Photo de Jean-Philippe Richard

“ Ce qui me touche, c’est ce désir authentique qu’ont mes clients pour mes sculptures. Ils sont très sensibles au fait d’acquérir une œuvre unique et souvent, après 10 ans, voire plus, ils viennent me voir pour cela. Ce sont pour la plupart des couples amoureux, en quête de beauté, et qui sont marqués durablement par l’élégance de ces silhouettes et la finesse de leurs expressions. Cela me donne donc un rôle précis car par mon travail et mon art, je deviens créateur d’œuvres qui font rêver et qui provoquent l’émotion à travers une attitude et un lieu. J’hérite aussi du devoir de trouver des lieux où les exposer à la contemplation, et mettre de l’humanité là où l’atmosphère est froide et rigide. Je suis donc comme un père qui marie ses “filles”. Chercher le jardin idéal ou connaître le futur acquéreur… Et je dis toujours qu’il faudra bien s’en occuper, sinon elle émettra des signaux de détresse en ma direction. C’est tellement important cet échange, comme venir les découvrir à l’atelier… c’est un mystère qui se dévoile !

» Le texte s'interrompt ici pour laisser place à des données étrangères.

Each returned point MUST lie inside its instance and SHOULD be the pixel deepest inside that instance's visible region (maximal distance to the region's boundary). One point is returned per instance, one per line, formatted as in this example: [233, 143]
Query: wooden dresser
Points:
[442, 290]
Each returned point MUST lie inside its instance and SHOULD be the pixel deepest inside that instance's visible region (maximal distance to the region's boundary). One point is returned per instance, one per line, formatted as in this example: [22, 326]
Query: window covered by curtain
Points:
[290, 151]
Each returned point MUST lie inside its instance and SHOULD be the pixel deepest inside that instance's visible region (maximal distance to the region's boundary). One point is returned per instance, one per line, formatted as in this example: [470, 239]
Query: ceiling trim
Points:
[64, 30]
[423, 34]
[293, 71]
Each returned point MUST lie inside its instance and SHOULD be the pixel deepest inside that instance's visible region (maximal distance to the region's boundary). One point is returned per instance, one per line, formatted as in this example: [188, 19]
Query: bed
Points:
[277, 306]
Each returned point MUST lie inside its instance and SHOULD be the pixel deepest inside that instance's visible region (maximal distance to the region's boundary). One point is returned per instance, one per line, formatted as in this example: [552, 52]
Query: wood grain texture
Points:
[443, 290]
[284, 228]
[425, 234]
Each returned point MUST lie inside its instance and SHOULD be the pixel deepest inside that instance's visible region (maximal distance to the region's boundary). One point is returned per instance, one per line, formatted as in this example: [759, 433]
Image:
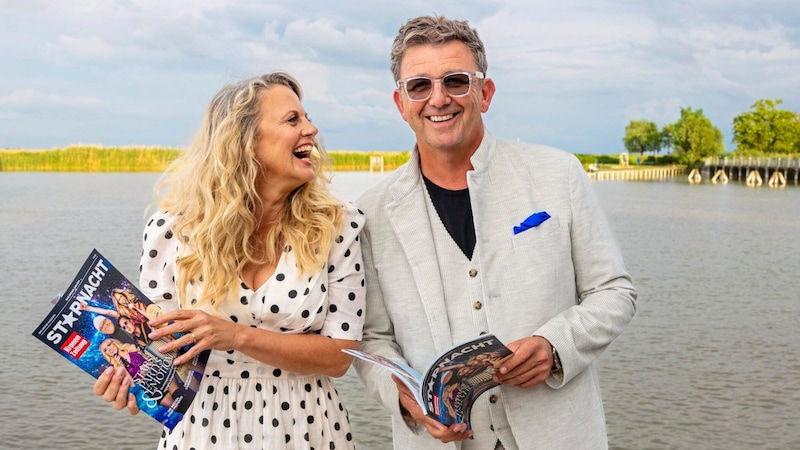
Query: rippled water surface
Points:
[710, 361]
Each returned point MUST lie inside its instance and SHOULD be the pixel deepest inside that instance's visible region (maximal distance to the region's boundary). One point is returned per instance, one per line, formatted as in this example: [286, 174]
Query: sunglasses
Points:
[456, 84]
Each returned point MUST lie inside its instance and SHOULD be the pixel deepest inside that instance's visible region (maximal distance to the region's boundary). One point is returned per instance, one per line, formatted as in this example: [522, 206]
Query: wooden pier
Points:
[772, 172]
[643, 174]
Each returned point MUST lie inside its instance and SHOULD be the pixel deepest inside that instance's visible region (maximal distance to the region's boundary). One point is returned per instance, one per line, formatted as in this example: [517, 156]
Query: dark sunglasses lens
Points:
[456, 84]
[418, 88]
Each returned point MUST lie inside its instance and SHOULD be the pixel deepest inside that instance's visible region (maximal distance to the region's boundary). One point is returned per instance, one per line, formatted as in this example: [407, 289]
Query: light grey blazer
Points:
[564, 279]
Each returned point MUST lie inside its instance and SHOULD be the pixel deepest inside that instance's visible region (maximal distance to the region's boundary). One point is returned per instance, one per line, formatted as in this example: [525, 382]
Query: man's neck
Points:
[446, 168]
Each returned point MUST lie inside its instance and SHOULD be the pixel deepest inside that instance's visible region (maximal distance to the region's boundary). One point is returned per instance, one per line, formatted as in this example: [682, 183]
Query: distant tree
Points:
[642, 136]
[694, 137]
[765, 129]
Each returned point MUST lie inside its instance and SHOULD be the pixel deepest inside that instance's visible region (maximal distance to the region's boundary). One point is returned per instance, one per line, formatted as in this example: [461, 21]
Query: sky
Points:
[570, 73]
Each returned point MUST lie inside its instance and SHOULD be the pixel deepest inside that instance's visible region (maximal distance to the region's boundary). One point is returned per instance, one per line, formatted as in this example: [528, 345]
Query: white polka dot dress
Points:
[243, 403]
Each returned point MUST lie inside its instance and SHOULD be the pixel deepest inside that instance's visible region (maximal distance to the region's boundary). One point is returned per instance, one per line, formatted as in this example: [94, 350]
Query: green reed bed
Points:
[152, 159]
[88, 159]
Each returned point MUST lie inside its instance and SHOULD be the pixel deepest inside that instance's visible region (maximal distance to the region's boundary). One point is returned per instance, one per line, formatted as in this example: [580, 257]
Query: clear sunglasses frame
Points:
[403, 84]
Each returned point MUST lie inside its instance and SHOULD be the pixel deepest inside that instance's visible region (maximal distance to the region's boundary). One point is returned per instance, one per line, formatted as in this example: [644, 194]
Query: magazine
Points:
[101, 320]
[453, 381]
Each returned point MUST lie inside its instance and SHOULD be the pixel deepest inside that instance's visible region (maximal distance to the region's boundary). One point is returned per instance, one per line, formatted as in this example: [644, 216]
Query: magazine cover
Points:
[460, 375]
[450, 385]
[101, 321]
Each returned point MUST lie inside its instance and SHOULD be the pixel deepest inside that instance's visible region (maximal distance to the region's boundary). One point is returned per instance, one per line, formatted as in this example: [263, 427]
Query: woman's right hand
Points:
[113, 386]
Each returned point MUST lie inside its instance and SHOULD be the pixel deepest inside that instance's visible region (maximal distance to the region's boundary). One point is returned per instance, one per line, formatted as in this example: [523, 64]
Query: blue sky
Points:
[569, 73]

Pour moi, le côté féminin est plus facile à représenter car j’ai moi-même un côté romantique, et je pense que tous les êtres humains le sont, du moins au début de leur vie amoureuse. Je suis fier de mes sculptures qui ont ce côté moderne, avec une ligne qui se reconnaît d’emblée. Les visiteurs, même s’ils ne connaissent pas mon nom, savent les reconnaître ! Alors, je me dis que j’ai bien fait de rester dans ma ligne, sans essayer de trouver quelque chose de plus attrayant. Des formes plus à la mode, plus contemporaines par exemple… J’ai fait ce que j’avais à cœur et en cela, j’ai toujours été authentique sans chercher à ressembler à quelqu’un d’autre. Je le fais aussi pour moi, dans le sens où j’essaye de trouver une forme et une expression qui me plaisent vraiment, et qui, d’un point de vue esthétique, me conviennent très bien. Puis, il y a le verdict du public et c’est celui que je préfère. Car on a la vraie réponse, non pas celle d’un professionnel qui veut vendre, mais du public qui veut acheter en vérité, pour lui-même. Les mots qu’il va vous donner sont justes et on sait alors que l’œuvre est authentique. Grâce à cela, je me suis aperçu que ce que j’avais voulu exprimer dans la matière correspondait à mon intention première et était reçu comme tel. L’interprétation seule diffère selon la sensibilité de chacun, mais au final, les mots sont toujours vrais. Cela veut dire que quand une pièce est finie et qu’elle me plaît vraiment, je sais qu’elle est bonne et qu’elle a un petit côté universel. Et c’est ce qui me donne le plus de joie.

Dans mon art, il faut être motivé pour créer toujours du nouveau en traitant du même thème et du même sujet, et d’avoir des expressions différentes avec la même attitude. J’essaye en plus d’épurer au maximum sans basculer dans l’abstrait ou du Brancusi. Ce fonctionnement est adapté à la matière que je travaille avec un résultat qui touche l’épure et l’essence. Les femmes qui prennent forme sont d’abord intérieures avant d’avoir une apparence. Elles ont un côté délicat, très féminin, gracieux et en même temps fort et affirmé. J’aime aussi travailler les contradictions. Je fais par exemple des visages asymétriques avec un front marqué par les soucis, et un sourire aux lèvres, qu’on adoucit bien sûr pour que ce ne soit pas trop flagrant. Alors, elles deviennent des messagères de quelque chose de très personnel, et j’aime donner cette liberté d’interprétation au spectateur. Finalement, on commence par raconter une histoire par la sculpture elle-même, mais cela peut être interprété de manière différente selon l’histoire de chacun, et c’est cela une œuvre d’art.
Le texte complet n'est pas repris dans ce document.